Steer Your Reader Right With Effective Transitions -->

Where instructors and editors talk writing.

Steer Your Reader Right With Effective Transitions

No comments
Photograph of Kayla Skarbakka
By Kayla Skarbakka, Writing Consultant

As Sarah noted a while back, our lives are filled with transitions ranging from the petty to the profound: one mood, time of day, year, or period of life to another. Just as transitions help us navigate and find meaning in our lives, they can help us find cohesion in our writing. It makes sense (both in life and in writing) to acknowledge shifts in time, situation, or thought rather than jumping willy-nilly from point to point.

It’s not enough, though, to just sprinkle a few random transitional words into your paper. Instead, use transitions mindfully to highlight clear and thoughtful connections among ideas. Consider the following tips to ensure that your transitions are always appropriate and effective.

1.  Different types of transitions require different levels of acknowledgment. 

On my friend’s birthday, I sent her a card. When she got a new job, I called to congratulate her. When she got married, I bought a plane ticket to be there in person.

Just as we observe life transitions in different ways, depending on their significance, you’ll want to be aware of how you emphasize transitions in your writing. Transitions between sentences are generally fairly short; transitional terms such as for example, however, similarly, and additionally are often sufficient to help connect ideas within a paragraph.

Transitions between paragraphs, however, are often more complex because you’re connecting not just sentences but entire topics or themes. For example, say I’m writing about a conflict at a local business. I spend one paragraph describing employees’ complaints about poor wages, and now I’m beginning a new paragraph discussing the leadership team’s response to these complaints. Consider the following transition options:
  • However, the leadership team has stated that they are unwilling to increase wages.
  • Despite these indications of widespread and severe employee dissatisfaction, the leadership team has stated that they are unwilling to increase wages.
Which is most effective in tying together these two major ideas?

2.  Transitions should make sense

You wouldn’t send a sympathy card when your nephew graduates from high school or wish your friend a happy anniversary at her birthday party. Similarly, you won’t want to say however when you mean additionally, furthermore when you mean finally, or consequently when you mean for example. Every time you use a transitional word or phrase, make sure that it accurately expresses the relationship you are trying to express. Check out the following example:
  • Peters (2010) found that most teenagers complain five or more times a day. However, Wilson (2009) also found that 87% of teenagers frequently complain.

Saying both however and also is confusing. Do the scholars’ findings align, or do they contradict each other? How could you rewrite this transition to make more sense? 

3.  No need to repeat

If you found out that a friend is moving to California, you probably wouldn’t contact her via telephone, e-mail, Skype, Facebook, and Twitter and then also come knocking on her door. Such overkill can appear with transitions as well:
  • Finally, in conclusion, the after-school program provides a valuable service.
  • In addition, the authors further noted that… 

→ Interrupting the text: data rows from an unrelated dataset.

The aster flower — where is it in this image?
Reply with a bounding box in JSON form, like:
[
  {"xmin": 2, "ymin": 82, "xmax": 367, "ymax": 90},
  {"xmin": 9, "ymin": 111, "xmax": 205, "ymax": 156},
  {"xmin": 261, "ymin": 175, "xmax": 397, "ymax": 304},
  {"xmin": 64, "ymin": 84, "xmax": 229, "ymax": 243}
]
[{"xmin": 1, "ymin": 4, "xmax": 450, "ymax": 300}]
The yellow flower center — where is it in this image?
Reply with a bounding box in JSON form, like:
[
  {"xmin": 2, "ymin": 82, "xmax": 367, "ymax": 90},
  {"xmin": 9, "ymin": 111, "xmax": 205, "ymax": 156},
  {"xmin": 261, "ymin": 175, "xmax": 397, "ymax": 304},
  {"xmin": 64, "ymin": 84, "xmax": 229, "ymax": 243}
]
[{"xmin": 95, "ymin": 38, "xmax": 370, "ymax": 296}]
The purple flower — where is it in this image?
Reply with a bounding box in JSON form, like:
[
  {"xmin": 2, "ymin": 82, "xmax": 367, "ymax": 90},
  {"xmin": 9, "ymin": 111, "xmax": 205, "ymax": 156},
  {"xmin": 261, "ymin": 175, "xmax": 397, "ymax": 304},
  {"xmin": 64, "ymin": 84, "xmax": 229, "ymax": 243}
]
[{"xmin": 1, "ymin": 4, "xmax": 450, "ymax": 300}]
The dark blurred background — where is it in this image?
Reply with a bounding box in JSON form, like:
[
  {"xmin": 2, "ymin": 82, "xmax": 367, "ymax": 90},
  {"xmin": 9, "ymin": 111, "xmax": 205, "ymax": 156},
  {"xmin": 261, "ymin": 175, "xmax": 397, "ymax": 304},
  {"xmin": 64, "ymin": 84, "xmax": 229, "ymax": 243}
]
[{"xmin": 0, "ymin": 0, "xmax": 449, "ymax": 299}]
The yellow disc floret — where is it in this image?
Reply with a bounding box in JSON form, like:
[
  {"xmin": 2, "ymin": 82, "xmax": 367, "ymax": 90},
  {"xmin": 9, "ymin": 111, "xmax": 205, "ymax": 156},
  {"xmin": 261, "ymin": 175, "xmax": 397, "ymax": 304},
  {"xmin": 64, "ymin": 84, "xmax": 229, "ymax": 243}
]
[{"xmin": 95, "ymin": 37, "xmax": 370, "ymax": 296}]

With transitions, as with all elements of writing, concision is key.                                                   

4.  Transitions shouldn’t state the obvious

At the start of this month, I doubt that any of us said “Before, it was 2012. Now it is 2013.”  At commencement ceremonies, college presidents don’t say “You are no longer students; you now hold degrees.” These statements do indeed identify the transition in question, but they do so in an obvious and unnecessary way.  

Consider the following sentences:
  • Before I talk about X, it is important to discuss Y.
  • Now that I have addressed Y, I am going to talk about Z. 

Your reader will be able to tell that you are switching topics without your announcing the fact. Instead, dig in deeper to show how or why these ideas are related:
  • Essential to the foundation of X is Y.
  • One possible result of Y is Z.

While ineffective transitions can confuse or disorient readers, thoughtful and appropriate transitions will steer your reader through a connected, cohesive draft.